Delete all lines except



  • @Raymond-Lee-Fellers said:

    since every block of code begins and ends with the exact same code

    Well, in your example above this is NOT the case (the 2 cases don’t start out the same way, although they do end the same way). One could guess at what is missing, but you seem so sure it is all there. Unless I am just not seeing it somehow.



  • @Alan-Kilborn , well, if you fix smartquotes, assume nothing else was markdown-ed away, and ignore the initial <table align="center" style="width:95%;" border="0">, then both blocks start with <tr><td align='left' colspan=3><hr style='border: solid 1px black;'/> and end with </table></td></tr>.

    I am just not good enough with finding long strings that don’t contain a specific subsequence to be able to come up with one that will work. But I see @guy038 is browsing this topic now, so I assume magic regex will soon be appearing…



  • Wait, when I say it that way, it was easier than I thought.

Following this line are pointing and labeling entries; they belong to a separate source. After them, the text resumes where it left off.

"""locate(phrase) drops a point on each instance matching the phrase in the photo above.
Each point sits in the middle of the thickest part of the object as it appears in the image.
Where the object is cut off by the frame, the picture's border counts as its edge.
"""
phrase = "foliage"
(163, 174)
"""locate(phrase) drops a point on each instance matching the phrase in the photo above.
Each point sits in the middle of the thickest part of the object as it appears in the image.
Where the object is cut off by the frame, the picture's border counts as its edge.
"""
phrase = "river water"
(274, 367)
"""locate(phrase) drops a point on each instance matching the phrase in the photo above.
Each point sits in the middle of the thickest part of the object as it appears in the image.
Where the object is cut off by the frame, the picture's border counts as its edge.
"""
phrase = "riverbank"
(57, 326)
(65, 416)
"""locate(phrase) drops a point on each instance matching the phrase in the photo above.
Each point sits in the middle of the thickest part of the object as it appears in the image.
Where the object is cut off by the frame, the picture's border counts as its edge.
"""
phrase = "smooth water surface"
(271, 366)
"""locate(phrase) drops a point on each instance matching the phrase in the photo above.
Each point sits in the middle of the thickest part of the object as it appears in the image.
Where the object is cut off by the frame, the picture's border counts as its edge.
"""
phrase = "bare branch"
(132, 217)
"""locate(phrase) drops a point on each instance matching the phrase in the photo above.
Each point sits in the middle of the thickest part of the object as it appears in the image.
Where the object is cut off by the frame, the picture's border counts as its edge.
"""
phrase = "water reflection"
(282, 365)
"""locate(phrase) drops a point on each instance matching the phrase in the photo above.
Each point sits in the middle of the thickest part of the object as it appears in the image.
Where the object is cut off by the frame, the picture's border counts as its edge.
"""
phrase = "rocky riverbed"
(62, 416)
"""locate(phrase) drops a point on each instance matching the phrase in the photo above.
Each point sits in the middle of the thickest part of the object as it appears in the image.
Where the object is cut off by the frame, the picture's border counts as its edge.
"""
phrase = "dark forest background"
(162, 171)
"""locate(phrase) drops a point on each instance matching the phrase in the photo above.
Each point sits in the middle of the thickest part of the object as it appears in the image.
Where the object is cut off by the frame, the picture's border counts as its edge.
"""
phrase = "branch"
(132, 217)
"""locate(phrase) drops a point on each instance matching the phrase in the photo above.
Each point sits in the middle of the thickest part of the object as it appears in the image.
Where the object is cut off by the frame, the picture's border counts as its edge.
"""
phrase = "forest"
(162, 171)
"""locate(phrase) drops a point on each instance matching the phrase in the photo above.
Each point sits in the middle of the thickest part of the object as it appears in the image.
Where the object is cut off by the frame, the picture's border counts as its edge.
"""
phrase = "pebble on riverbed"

Assuming the @ sign is sufficient to mark it as having an email, then the following should work to find and delete the ones without an email:

    • REGULAR EXPRESSION mode
    • FIND = (?s)<tr><td align='left' colspan=3><hr style='border: solid 1px black;'/>[^@]*?</table></td></tr>
    • REPLACE = `` (empty)

    If you need a longer string than just the @ to determine that it’s got an email, then I defer to Guy.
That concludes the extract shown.